According to research published, Bidi smoking amounted to 805.5 billion rupees in ill health and early deaths in India. Bidis are extremely popular in India, attributing to 81% of the Tobacco smoked and 72 million regular users over the age of 15.

Unfortunately, according to studies, it’s the poor who bear the brunt of these costs. This unmonitored use of Bidi Tobacco is seen pushing more households into poverty. Shockingly, one in every five households in India faces “immense expenditures” due to mounting healthcare costs, resulting in pushing more than 63 million people into poverty. 

Ironically, despite volumes of evidence on the need and effectiveness of taxing Tobacco products, taxation has been underutilized as a toll in India to regulate Bidi smoking, resulting in these alarming consumption numbers. 

The Health Factor  

Though smoking cigarettes is hazardous to health, Bidi smoking directly accelerates severe baseline respiratory impairment, all-cause mortality, and cardiorespiratory outcomes. 
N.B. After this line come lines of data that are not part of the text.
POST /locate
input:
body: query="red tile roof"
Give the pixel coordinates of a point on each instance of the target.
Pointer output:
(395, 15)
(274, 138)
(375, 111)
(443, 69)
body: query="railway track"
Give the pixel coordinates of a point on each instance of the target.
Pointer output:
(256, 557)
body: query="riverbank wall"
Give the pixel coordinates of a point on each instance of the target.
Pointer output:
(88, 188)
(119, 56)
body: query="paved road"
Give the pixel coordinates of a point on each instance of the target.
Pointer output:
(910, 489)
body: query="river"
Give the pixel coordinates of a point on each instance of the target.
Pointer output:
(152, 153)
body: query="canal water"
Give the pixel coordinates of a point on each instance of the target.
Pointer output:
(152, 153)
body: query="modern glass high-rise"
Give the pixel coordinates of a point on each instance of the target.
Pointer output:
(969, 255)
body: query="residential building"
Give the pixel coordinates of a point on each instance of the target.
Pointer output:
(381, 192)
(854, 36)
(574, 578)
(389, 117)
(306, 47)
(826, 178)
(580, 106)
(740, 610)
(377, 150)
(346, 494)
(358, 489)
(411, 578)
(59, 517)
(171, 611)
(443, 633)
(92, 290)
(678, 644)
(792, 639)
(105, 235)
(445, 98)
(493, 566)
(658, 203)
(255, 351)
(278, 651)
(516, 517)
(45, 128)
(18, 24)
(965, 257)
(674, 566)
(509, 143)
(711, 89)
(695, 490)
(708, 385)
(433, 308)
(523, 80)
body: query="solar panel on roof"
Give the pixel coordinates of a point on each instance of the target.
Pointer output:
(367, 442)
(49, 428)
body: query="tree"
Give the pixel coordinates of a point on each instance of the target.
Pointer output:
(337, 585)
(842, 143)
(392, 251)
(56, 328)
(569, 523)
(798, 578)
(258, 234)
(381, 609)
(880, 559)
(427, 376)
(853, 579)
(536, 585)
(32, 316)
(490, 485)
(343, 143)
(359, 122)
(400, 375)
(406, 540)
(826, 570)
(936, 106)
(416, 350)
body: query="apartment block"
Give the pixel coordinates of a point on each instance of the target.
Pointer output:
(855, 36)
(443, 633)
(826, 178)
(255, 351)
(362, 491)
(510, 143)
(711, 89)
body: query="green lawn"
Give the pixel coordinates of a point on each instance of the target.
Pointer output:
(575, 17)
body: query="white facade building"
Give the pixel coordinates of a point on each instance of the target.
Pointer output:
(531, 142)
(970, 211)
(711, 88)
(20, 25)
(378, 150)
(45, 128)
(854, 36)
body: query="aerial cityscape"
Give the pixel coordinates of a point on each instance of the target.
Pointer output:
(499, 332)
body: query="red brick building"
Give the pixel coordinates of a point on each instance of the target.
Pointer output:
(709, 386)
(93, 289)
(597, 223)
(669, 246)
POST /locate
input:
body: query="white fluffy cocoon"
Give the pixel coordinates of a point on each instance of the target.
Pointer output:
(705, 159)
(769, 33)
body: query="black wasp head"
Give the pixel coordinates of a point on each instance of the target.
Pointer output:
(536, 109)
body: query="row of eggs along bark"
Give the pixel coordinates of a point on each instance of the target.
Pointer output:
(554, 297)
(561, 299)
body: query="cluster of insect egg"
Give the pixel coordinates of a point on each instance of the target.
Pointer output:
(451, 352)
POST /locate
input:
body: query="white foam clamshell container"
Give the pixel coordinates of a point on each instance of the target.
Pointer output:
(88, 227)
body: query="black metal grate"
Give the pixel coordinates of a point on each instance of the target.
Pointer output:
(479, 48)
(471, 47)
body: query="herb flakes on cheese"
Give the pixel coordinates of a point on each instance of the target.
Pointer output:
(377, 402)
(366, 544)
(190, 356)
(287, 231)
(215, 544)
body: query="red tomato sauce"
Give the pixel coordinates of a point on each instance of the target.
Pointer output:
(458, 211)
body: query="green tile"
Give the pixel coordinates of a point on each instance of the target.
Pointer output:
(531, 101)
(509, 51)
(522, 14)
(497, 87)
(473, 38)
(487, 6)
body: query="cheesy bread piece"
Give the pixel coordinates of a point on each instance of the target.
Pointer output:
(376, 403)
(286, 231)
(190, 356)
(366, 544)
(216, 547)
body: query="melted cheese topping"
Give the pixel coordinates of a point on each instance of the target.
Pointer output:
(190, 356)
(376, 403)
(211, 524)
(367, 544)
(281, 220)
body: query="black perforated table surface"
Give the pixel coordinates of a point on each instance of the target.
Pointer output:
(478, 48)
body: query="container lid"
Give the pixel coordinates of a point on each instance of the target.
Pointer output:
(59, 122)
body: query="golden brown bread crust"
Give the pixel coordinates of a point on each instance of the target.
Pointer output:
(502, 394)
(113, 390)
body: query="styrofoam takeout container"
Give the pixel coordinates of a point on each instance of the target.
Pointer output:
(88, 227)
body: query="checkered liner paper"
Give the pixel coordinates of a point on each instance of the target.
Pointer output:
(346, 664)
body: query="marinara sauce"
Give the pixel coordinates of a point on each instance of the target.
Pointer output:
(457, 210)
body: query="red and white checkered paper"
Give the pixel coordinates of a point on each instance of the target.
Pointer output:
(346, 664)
Research revealed that Bidis are thereby more harmful than regular commercial cigarettes owing to:

  • Bidis tend to contain three to five times the amount of nicotine and more tar and carbon monoxide as compared to regular cigarettes.
  • People who smoke bidis increase their risk of suffering from oral cancer, lung cancer, stomach cancer,  oesophageal cancer, emphysema, and chronic bronchitis.
  • The risk of heart disease and heart attack is three times higher for bidi smokers than non-smokers.
  • Bidi smoking is associated with emphysema and increases the risk of chronic bronchitis.
  • Owing to a lack of added chemicals that tend to help with combustion, smokers have to draw on a bidi cigarette more often, more forcefully to keep it from going out. Thus, resulting in higher levels of toxins inhaled as compared to traditional cigarettes.
  • Average smokers take around 9 puffs of regular cigarettes whereas smokers puff approximately 28 times on Bidis.

The Real Picture 

Come to think of it, anti-smoking campaigns have never really penetrated the poor and rural areas of India, which is where your largest bidi user base thrives.

Estimates by WHO has shown that eight times as many bidis are sold in India as compared to cigarettes. Despite the higher taxation policies being applied to cigarettes, there seems to a huge void in the application of the same policy framework laws towards monitoring bidis. This occurs due to the opposition the government tends to face whenever it raises taxes on bidis. The main opposition argument is that if the sale of Bidis decreases, millions of women employed in this labor-intensive bidi industry, will lose employment and in some cases their only source of income. Sadly, most of these women, employed in the industry; work from home and are most of the time assisted by their children, making them prone to a majority of health problems, such as musculoskeletal, respiratory, eye, and skin problems.

It is not the dearth of regulations so much as braving the opposition to change that is the challenge for the government. Yet a radical step is needed to confront this costly scourge in India.